Торштейн искренне рассмеялся.
– Дружище, ты не можешь себе позволить не взять отпуск сейчас! Ты устал, взвинчен, слишком много работаешь...
– Я всю неделю отдыхаю.
Лэниган посмотрел на часы. Золотой корпус превратился в свинцовый, но время, похоже, они показывали точно. Почти два часа прошло с начала разговора.
– Этого мало, - продолжал Торштейн.
– Ты остался здесь, в городе. А тебе надо слиться с природой. Том, когда ты в последний раз ходил в поход?
– В поход? Что-то не припомню, чтобы я вообще ходил в походы.
– Вот, видишь?! Старик, тебе необходимо прочное сцепление с реальностью и прежде всего с природой. Не улицы и дома, а горы и реки.
Лэниган снова взглянул на часы и с облегчением убедился, что они опять золотые. Он был рад - заплатив за них шестьдесят долларов...
– Деревья и озера, - декламировал Торштейн.
– Трава, растущая под ногами, высокие черные горы, марширующие по золотому небу...
Лэниган покачал головой.
– Я был в деревне, Джордж. Это ничего не дало.
Торштейн упорствовал.
– Нужно отвлечься от искусственностей.
– Все кажется искусственным, - возразил Лэниган. Деревья или дома - какая разница?
– Люди строят дома, - благочестиво пропел Торштейн, - но Бог создает деревья.
У Лэнигана имелись сомнения в справедливости обоих положений, но он не собирался делиться ими с Торштейном.
– Возможно, в этом что-то есть. Я подумаю.
– Ты сделай. Кстати, я знаю одно местечко - как раз то, что нужно.
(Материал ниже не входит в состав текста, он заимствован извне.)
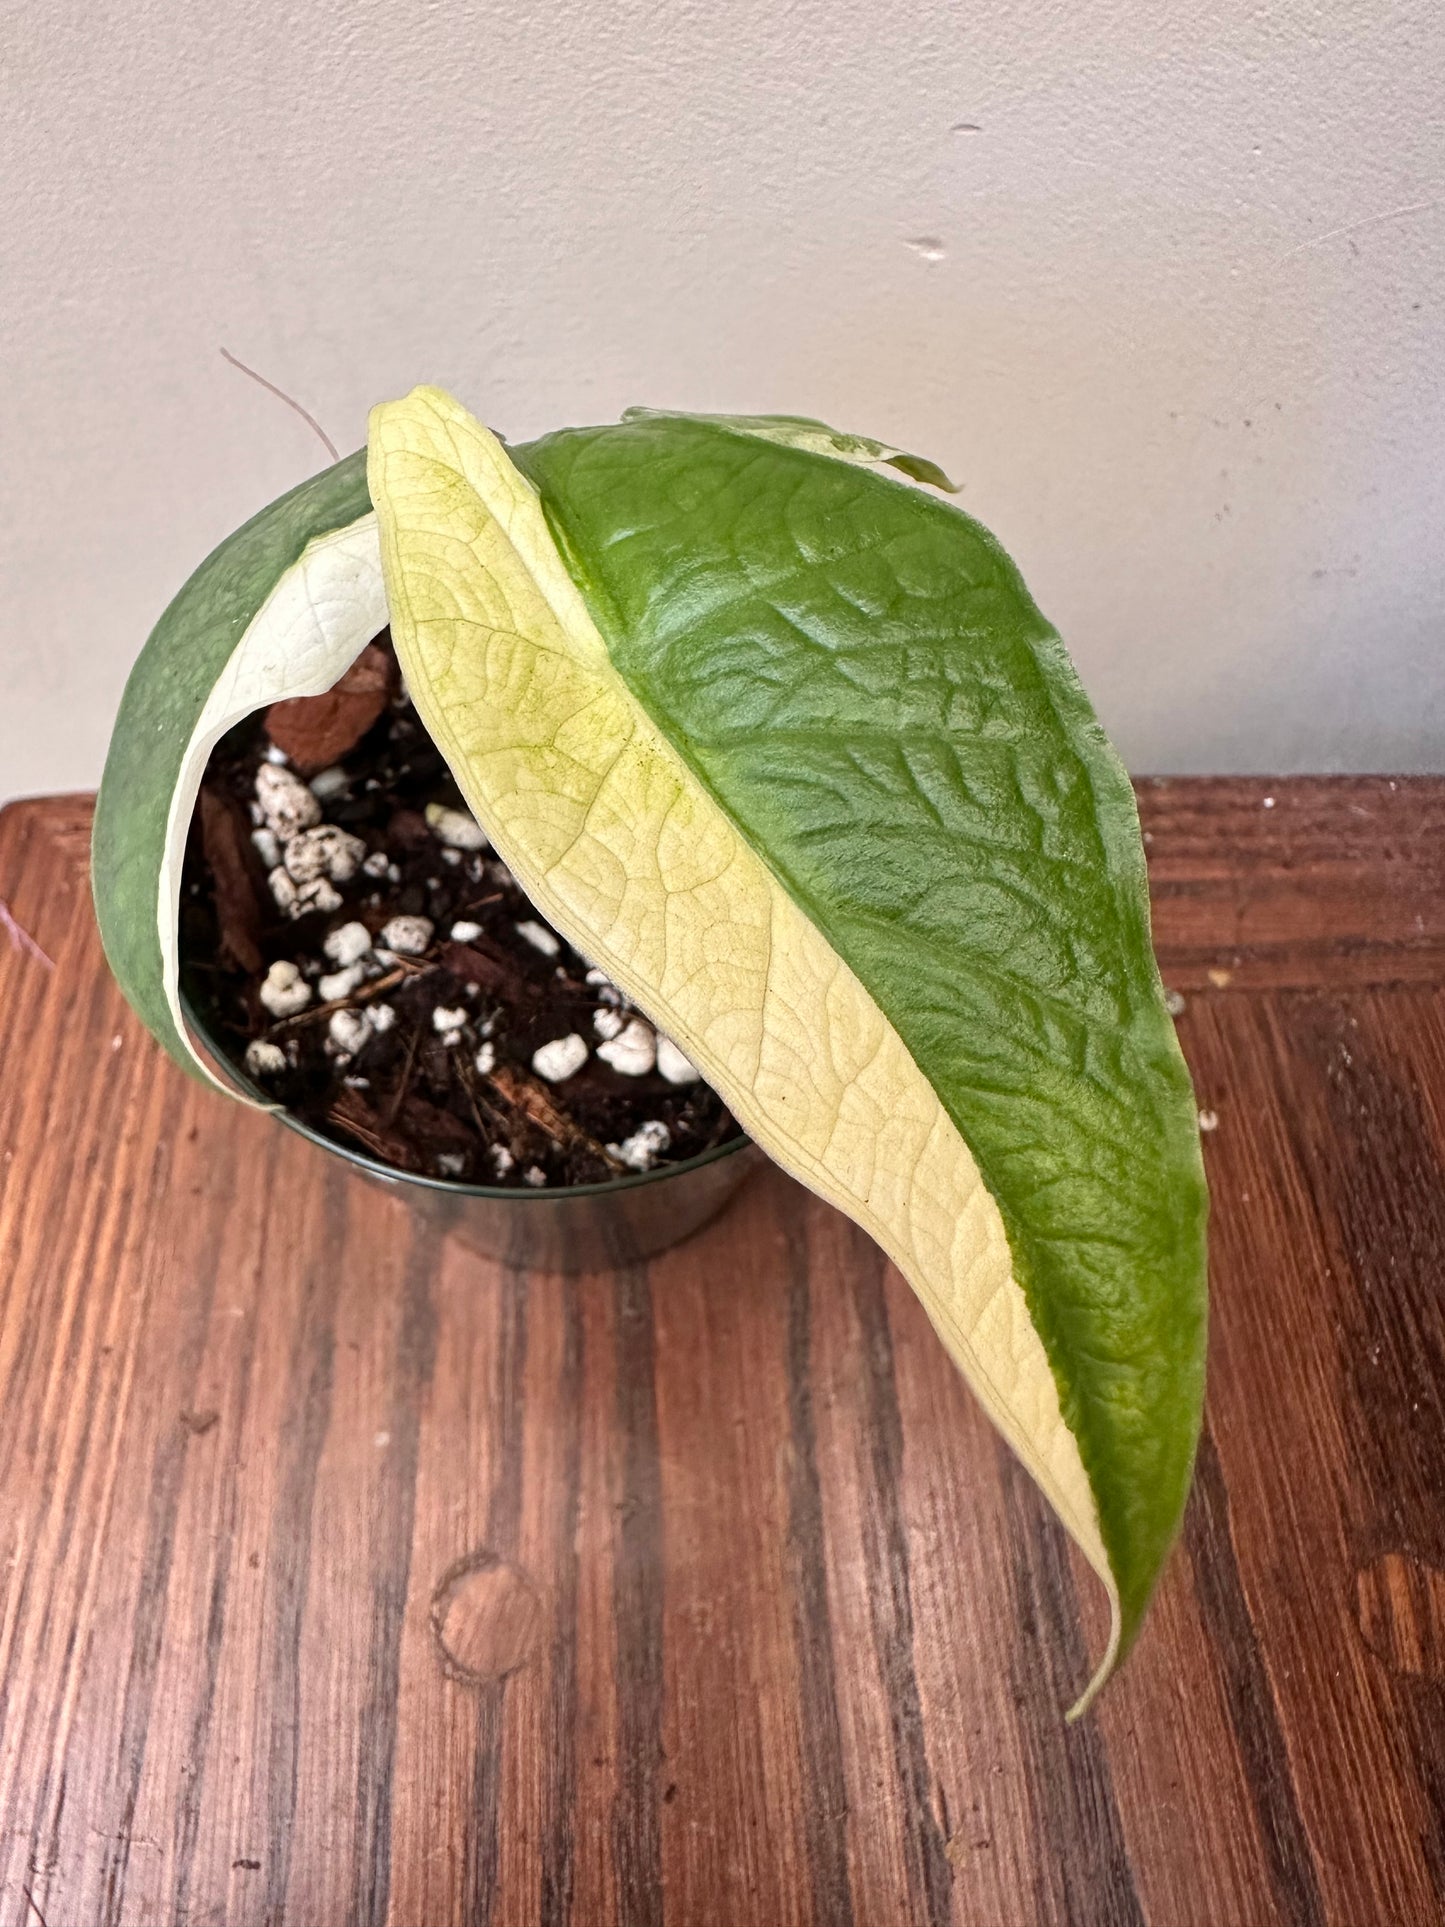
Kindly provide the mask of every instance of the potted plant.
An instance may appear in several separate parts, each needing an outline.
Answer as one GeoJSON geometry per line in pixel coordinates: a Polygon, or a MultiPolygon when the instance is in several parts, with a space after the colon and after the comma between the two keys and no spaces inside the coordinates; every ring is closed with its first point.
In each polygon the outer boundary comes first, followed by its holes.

В Мэнэ, у этого маленького озера...
Торштейн был великим мастером бесконечных описаний. К счастью для Лэнигана, кое- что его отвлекло. Напротив загорелся дом.
– Эй, чей это дом?
– спросил Лэниган.
– Макелби. Третий пожар за месяц.
– Надо, наверное, вызывать пожарных.
– Ты прав. Я сам этим займусь. Помни, что я тебе сказал про то местечко в Мэнэ.
Он повернулся, и тут произошел забавный случай - асфальт под его ногами расплавился. Торштейн шагнул, провалился по колено и упал.
Том ринулся ему на помощь, пока асфальт не затвердел.
– Сильно ударился?
– Проклятье, я, кажется, вывихнул ногу, - пробормотал Торштейн.
– Ну ничего, ходить можно.
И он заковылял сообщить о пожаре. Лэниган стоял и смотрел, полагая, что пожар этот - дело случайное и несерьезное. Через минуту, как он ожидал, пожар так же, сам по себе, погас.
Не следует радоваться чужой беде; но Лэниган не мог не хихикать, вспоминая о вывихнутой ноге Торштейна. Даже неожиданное появление потока воды на Мэйн-стрит не испортило ему настроения. Он улыбнулся колесному пароходу, прошедшему по небу.